Si la notion de culture d’entreprise est pour plusieurs un concept flou et sans trop d’importance, c’est pourtant un élément fondamental du succès d’une fusion ou d’une acquisition. Dans son rapport People Risks in M&A Transactions, Mercer indique que, même si la fidélisation des talents constitue l’aspect RH qui revêt la plus grande importance au yeux des dirigeants, en termes de défi anticipé, c’est la culture qui arrive bonne première. « Les entreprises n’ont pas toutes la même échelle de priorité. C’est souvent le propriétaire et la haute direction qui transmettent leurs valeurs aux échelons du bas, et qui diffusent en quelque sorte ce que l’on ressent au contact de la compagnie, explique Étienne Claessens. Par exemple, une entreprise peut choisir de miser beaucoup sur la conciliation travail-famille, tandis qu’une autre mettra davantage l’accent sur des incitatifs à l’interne afin que ses employés soient toujours en mesure de donner leur “110%” au travail. Ce sont ces valeurs et ces priorités qui teintent la culture de l’entreprise. » Dans les entreprises familiales, ces valeurs sont souvent très fortes, et les employés en viennent à les intégrer. Au-delà des changements de la mécanique interne, la transformation soudaine des valeurs auxquelles un employé doit s’identifier peut constituer un choc important.

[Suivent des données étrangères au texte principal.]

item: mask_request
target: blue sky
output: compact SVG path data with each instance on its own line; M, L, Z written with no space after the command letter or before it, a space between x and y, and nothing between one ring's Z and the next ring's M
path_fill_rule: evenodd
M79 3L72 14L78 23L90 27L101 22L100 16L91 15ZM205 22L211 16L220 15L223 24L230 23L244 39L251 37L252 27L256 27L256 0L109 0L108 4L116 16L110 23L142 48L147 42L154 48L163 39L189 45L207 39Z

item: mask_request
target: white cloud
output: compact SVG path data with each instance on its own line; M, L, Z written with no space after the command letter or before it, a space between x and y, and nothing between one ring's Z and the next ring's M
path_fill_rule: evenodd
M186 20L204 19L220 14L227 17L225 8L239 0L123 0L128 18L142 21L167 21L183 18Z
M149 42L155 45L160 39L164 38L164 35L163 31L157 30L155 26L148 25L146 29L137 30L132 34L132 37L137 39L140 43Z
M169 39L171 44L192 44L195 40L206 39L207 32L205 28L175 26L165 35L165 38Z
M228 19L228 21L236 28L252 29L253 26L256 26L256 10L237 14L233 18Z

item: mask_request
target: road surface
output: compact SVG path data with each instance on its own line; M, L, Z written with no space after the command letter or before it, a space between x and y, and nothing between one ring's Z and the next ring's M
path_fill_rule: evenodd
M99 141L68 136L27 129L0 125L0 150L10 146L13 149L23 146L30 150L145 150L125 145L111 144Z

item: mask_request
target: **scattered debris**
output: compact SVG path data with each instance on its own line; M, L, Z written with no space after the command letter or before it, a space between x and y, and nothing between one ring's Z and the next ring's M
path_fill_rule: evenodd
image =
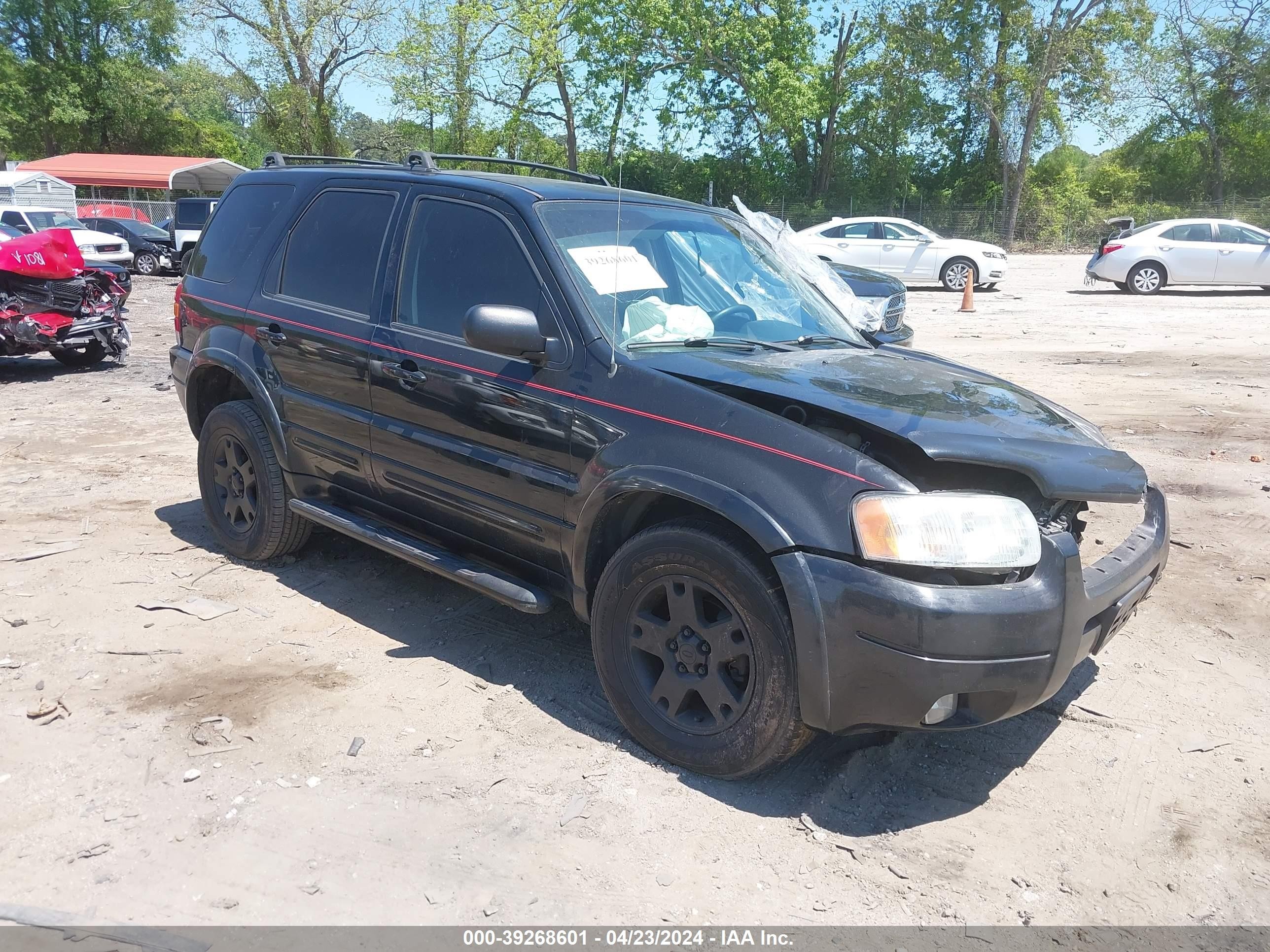
M95 856L102 856L102 853L109 852L109 849L110 849L109 843L98 843L95 845L89 847L88 849L81 849L77 853L71 853L71 857L70 859L67 859L67 862L74 863L76 859L91 859Z
M564 812L560 814L560 825L564 826L570 820L577 820L578 817L585 819L587 814L587 797L583 793L574 793L573 800L565 806Z
M1209 740L1203 734L1196 734L1190 739L1187 739L1177 749L1184 754L1203 754L1209 750L1217 750L1218 748L1229 746L1229 744L1231 741L1228 740Z
M224 754L229 750L241 750L241 744L230 744L227 748L211 748L208 750L187 750L185 757L203 757L203 754ZM220 767L220 764L216 764Z
M71 552L80 547L79 542L58 542L53 546L42 546L41 548L30 548L25 552L19 552L13 556L0 556L0 562L29 562L33 559L43 559L44 556L61 555L62 552Z
M53 721L60 721L61 718L70 716L70 708L62 703L61 698L55 701L44 701L43 698L39 698L39 702L27 711L27 717L36 721L36 724L41 727L46 724L52 724Z
M212 602L208 598L187 598L184 602L137 602L137 608L145 608L147 612L155 612L160 608L170 608L174 612L192 614L201 622L210 622L212 618L220 618L222 614L237 611L236 605L227 605L222 602Z

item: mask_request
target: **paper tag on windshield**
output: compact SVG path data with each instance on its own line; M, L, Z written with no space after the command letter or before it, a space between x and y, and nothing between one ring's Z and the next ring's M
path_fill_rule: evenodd
M578 263L583 277L597 294L665 287L653 263L630 245L570 248L569 255Z

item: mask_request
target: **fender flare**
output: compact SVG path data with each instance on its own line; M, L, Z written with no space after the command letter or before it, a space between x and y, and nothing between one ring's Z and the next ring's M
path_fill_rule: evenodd
M667 466L624 466L592 487L578 514L569 567L574 592L580 593L583 604L587 602L587 559L596 522L612 500L627 493L660 493L695 503L737 526L763 552L794 546L794 539L776 519L729 486Z
M265 388L264 381L260 380L259 374L246 360L225 348L199 348L189 360L189 376L185 378L185 392L188 395L185 399L185 415L189 419L189 429L193 430L194 437L199 435L197 426L197 386L199 372L204 367L220 367L229 371L246 387L251 395L251 400L255 401L257 409L260 411L260 416L264 418L264 426L269 432L269 442L273 444L273 452L278 457L278 462L283 470L291 468L287 458L287 440L282 430L282 418L278 416L278 407L274 406L273 400L269 397L269 391Z

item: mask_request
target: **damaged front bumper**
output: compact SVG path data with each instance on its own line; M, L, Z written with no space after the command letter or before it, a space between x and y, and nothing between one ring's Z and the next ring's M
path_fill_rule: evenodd
M928 585L808 552L772 561L794 621L804 720L834 732L955 730L1027 711L1120 631L1168 560L1168 509L1148 485L1146 518L1082 569L1071 533L1041 538L1024 581ZM941 724L922 724L956 696Z

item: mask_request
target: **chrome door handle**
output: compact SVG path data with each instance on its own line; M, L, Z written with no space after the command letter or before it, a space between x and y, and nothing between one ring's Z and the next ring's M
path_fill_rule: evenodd
M404 364L399 363L385 363L380 364L380 369L384 371L385 377L392 377L394 380L399 381L401 386L405 387L406 390L417 387L428 380L427 374L424 374L423 371L414 367L413 362L410 367L405 367Z
M264 340L268 341L269 344L277 345L286 343L287 335L282 333L282 327L279 327L277 324L271 324L268 327L257 327L255 339Z

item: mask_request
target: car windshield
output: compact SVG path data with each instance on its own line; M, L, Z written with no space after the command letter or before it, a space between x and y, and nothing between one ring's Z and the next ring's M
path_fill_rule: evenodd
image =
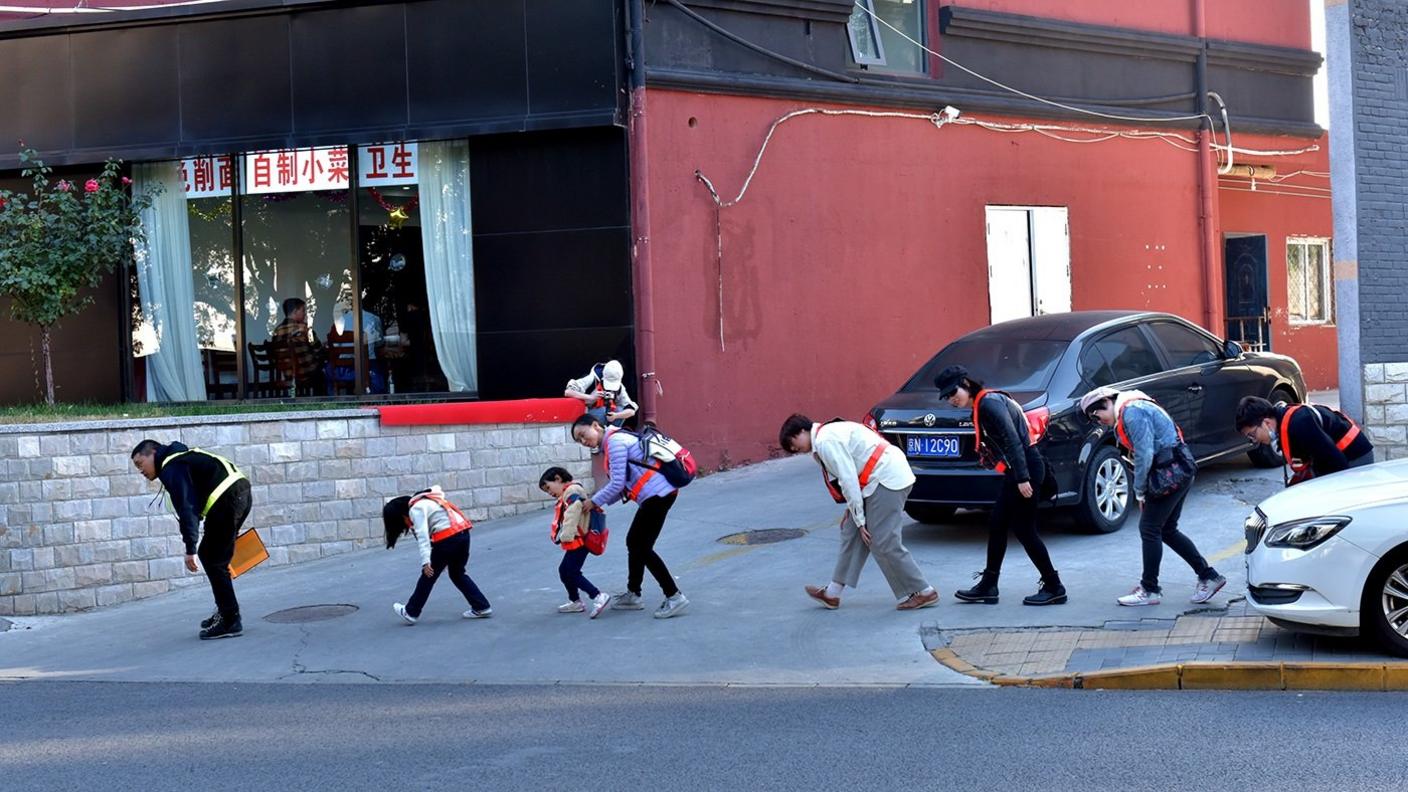
M994 390L1045 390L1070 341L1050 338L959 338L919 369L901 390L934 390L934 378L962 365L973 379Z

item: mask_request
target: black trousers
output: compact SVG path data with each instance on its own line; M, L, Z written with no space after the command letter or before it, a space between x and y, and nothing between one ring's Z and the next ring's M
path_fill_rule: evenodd
M431 589L435 588L435 581L439 579L439 574L449 571L449 582L455 583L459 593L465 595L465 600L474 610L489 610L489 599L484 593L479 590L474 581L465 574L465 567L469 564L469 531L459 531L458 534L448 537L444 541L438 541L431 545L431 569L434 575L429 578L424 572L415 578L415 592L411 593L411 599L406 603L406 613L413 619L418 619L421 610L425 607L425 600L431 598Z
M1007 534L1011 533L1017 541L1022 543L1026 557L1032 565L1048 581L1056 579L1056 568L1052 567L1052 557L1046 551L1046 543L1036 533L1036 512L1041 505L1042 481L1046 479L1046 459L1035 448L1026 450L1026 471L1032 476L1032 496L1022 497L1017 489L1017 476L1011 469L1002 476L1002 490L993 506L993 516L987 523L987 571L1000 572L1002 558L1007 557Z
M235 583L230 579L230 559L235 555L235 537L249 517L249 482L237 481L215 500L206 514L200 547L196 557L206 569L210 593L215 596L215 610L225 620L239 616L239 600L235 599Z
M1193 490L1193 479L1187 486L1167 497L1146 497L1143 509L1139 512L1139 541L1143 544L1143 575L1139 585L1149 593L1156 593L1159 588L1159 565L1163 562L1163 545L1169 545L1180 558L1193 567L1200 581L1211 581L1218 576L1198 547L1193 544L1183 531L1178 530L1178 517L1183 516L1183 502Z
M562 554L562 564L558 565L558 576L562 578L563 588L567 589L567 599L576 602L579 592L596 599L601 590L591 585L591 581L582 574L582 565L587 562L591 551L586 547L569 550Z
M655 541L660 538L665 517L670 513L670 506L674 506L674 499L679 495L679 492L672 492L663 497L646 497L636 509L635 519L631 520L631 530L625 534L625 588L634 595L641 593L646 569L650 571L655 582L660 583L665 596L680 593L680 588L674 585L674 578L670 575L670 568L655 552Z

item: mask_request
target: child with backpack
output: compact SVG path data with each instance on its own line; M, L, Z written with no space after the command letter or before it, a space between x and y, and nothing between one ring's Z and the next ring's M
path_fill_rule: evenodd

Il est donc essentiel, lors de l’exercice de vérification préalable, d’aller au-delà des différences de culture d’entreprise et de trouver des points communs où les deux organisations se rejoignent. C’est à la haute direction de miser sur ces points communs et de les communiquer efficacement. « Même si ça peut sembler naturel pour certaines entreprises, ce n’est malheureusement pas toujours fait. On n’insistera jamais assez sur l’importance de communiquer avec les employés, de leur faire sentir qu’ils font partie intégrante de la nouvelle entité d’affaires, qu’ils sont dans le coup, qu’ils comptent, raconte Douglas M. Johnson. C’est aussi primordial pour la haute direction d’expliquer aux gestionnaires ce qu’on attend d’eux désormais, de faire un portrait des nouvelles façons de faire et des comportements à adopter dans la nouvelle organisation. Mais il faut aussi s’assurer que ces gens sont assez outillés pour faire les changements demandés. »

Il peut également être intéressant d’identifier les éléments où les deux cultures ne se rejoignent pas et de trouver un moyen d’intégrer ces différences. « Si on ne fait pas cet exercice, on risque de voir apparaître des clans. Il faut s’efforcer de briser ce phénomène, notamment par l’organisation d’activités d’équipe ou d’activités sociales, explique Étienne Claessens. Il faut en quelque sorte forcer les gens à se rencontrer et à tisser des liens sur de nouvelles bases communes. Il y a toujours des gens plus sociables qui iront parler à un peu tout le monde, mais dans la majorité des cas, si on ne force pas les gens à se rencontrer, ils ne le feront pas d’eux-mêmes. »

5 enjeux RH clés lors d’une fusion ou d’une acquisition, par ordre d’importance

  1. Rétention des employés
  2. Culture, intégration et adéquation organisationnelle
  3. Équipe de gestion
  4. Compensations financières
  5. Accès au talent, identification, évaluation et placement du talent

Source: People Risks in M&A Transactions, Rapport de recherche Mercer, 2016.

Bien faire les choses : comment savoir?

« Il faut comprendre que, peu importe ce que gagneront les employés dans le cadre d’une fusion ou d’une acquisition, la plupart auront au départ l’impression d’avoir perdu quelque chose », affirme Étienne Claessens. C’est la qualité de l’accompagnement à travers les changements qui fera en sorte que les employés arriveront à modifier leur perception. Mais comment savoir si les efforts d’intégration sont suffisants et s’ils répondent aux besoins de la situation?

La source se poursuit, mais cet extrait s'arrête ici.